Cluster Resiliency Configuration & Management

Cluster resiliency is enabled through the use of an active or spare node that has been marked as accepting failover processes. As noted on Cluster Resiliency Overview, spare nodes are typically configured during the installation process but can also be added later using the Cluster Management Interface. Active nodes in the cluster that do not currently accept failover processes can be updated using KAgent as well.

Tip

If you installed your Kinetica 7.1 cluster within a Microsoft Azure environment, KAgent will automatically handle volume provisioning and management.

Configuration

All general settings for failover / switchover protocol can be edited using KAgent. To access these settings:

  1. Navigate to KAgent (http://<kagent-host>:8081)
  2. Click Manage.
  3. If there are multiple rings, click Clusters next to the desired ring. Otherwise, skip to the next step.
  4. Click Manage next to the desired cluster.

Failover Policy

Failover policy flags determine if the head node and/or worker nodes fail over to another node when a node failure occurs. These policy settings are available in KAgent via the Failover Configuration tab in the Nodes management interface. The policies and their settings are as follows:

  • Enable Head Failover
    • X -- The head node will not fail over if any kind of process failure occurs
    • -- The head node will fail over. See Cluster Resiliency Overview for details.
  • Enable Worker Failover
    • X -- The worker node will not fail over if any kind of process failure occurs
    • -- The worker node will fail over. See Cluster Resiliency Overview for details.

To update these settings:

  1. From the Nodes tab in the Manage interface for a cluster, click Failover Configuration.
  2. In the top section, Cluster Failover, adjust the sliders as necessary.
  3. Click Update.
../cluster_failover_settings.png

Data Loading Policy

The data loading policies determine when data is loaded and when primary keys and indexes are built on database startup and/or after a failover has occurred. These policies can affect how long it can take before the failed over process is operational on the new node. There are three options available for each policy:

  • Always -- Load as much of the stored data as possible into memory before accepting requests
  • Lazy Load -- Load the necessary data to start, and load as much of the remainder of the stored data as possible into memory lazily
  • On-demand Load --Only load data as requests use it

To update these settings:

  1. From the Nodes tab in the Manage interface for a cluster, click Failover Configuration.
  2. In the bottom section, Data Loading Policy, adjust the four policies as necessary.
  3. Click Update.
../data_loading_policy.png

Management

Spare nodes and existing hosts are configured for cluster resiliency using KAgent. Switchover can also be triggered from KAgent.

Spare Nodes

Spare nodes are used in the event of a node failover (review Cluster Resiliency Overview for details). Spare nodes can also be added to a cluster during the installation process. Note that spare nodes added via installation accept processes failing over by default. Review cluster resiliency considerations prior to adding a spare node but note that these considerations vary slightly for Azure setups.
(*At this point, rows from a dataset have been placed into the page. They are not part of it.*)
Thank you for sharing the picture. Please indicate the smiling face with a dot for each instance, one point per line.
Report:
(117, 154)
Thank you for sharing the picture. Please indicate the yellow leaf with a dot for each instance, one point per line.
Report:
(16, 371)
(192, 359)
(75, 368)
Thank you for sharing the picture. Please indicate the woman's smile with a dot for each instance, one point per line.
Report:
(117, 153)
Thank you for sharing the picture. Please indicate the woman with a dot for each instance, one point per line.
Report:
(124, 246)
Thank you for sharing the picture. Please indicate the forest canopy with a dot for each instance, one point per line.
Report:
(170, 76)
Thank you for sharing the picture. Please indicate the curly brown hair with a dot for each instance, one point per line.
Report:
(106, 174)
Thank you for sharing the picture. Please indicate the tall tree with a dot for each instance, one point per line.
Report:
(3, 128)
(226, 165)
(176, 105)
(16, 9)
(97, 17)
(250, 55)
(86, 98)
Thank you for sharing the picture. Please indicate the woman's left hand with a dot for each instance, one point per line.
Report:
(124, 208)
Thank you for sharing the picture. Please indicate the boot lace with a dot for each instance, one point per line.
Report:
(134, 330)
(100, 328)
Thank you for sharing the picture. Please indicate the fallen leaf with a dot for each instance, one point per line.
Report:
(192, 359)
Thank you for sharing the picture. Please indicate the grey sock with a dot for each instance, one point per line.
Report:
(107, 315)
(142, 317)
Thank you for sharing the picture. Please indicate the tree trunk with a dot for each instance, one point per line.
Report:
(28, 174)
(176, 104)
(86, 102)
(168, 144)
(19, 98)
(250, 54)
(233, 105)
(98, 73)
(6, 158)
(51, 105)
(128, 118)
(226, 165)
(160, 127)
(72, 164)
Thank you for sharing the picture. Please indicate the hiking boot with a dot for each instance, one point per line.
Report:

To add spare nodes or additional workers using KAgent after installation:

  1. From the Nodes tab in the Manage interface for a cluster, click List.
  2. Click Add Spare.
  3. Click Add New Node as many times as nodes that should be added to the cluster.
  4. Provide a custom Label (hostname is suggested), Internal IP address, and Public IP address for each node.
  5. Click Add. Confirm the addition.

The spare node is added to the cluster but does not accept failover by default. See Existing Host Management for instructions on changing this behavior.

../add_spare_worker.png

Existing Host Management

If a host was not initially marked for accepting failover or had previously failed over and is now fixed, the host can be marked to accept failover processes again via KAgent. To change failover acceptance for nodes in a given cluster:

  1. From the Nodes tab in the Manage interface for a cluster, click Failover Configuration.
  2. In the middle section, Node Accept Failover, adjust the sliders as necessary for each node in the cluster.
  3. Click Update.
../node_accept_failover.png

Triggering Switchover

To trigger a Switchover from one node to another via KAgent:

  1. From the Nodes tab in the Manage interface for a cluster, click Switchover.
  2. Select a node in the cluster to be switched from in the Source Node drop-down menu.
  3. Select a node in the cluster to be switched to in the Target Node drop-down menu.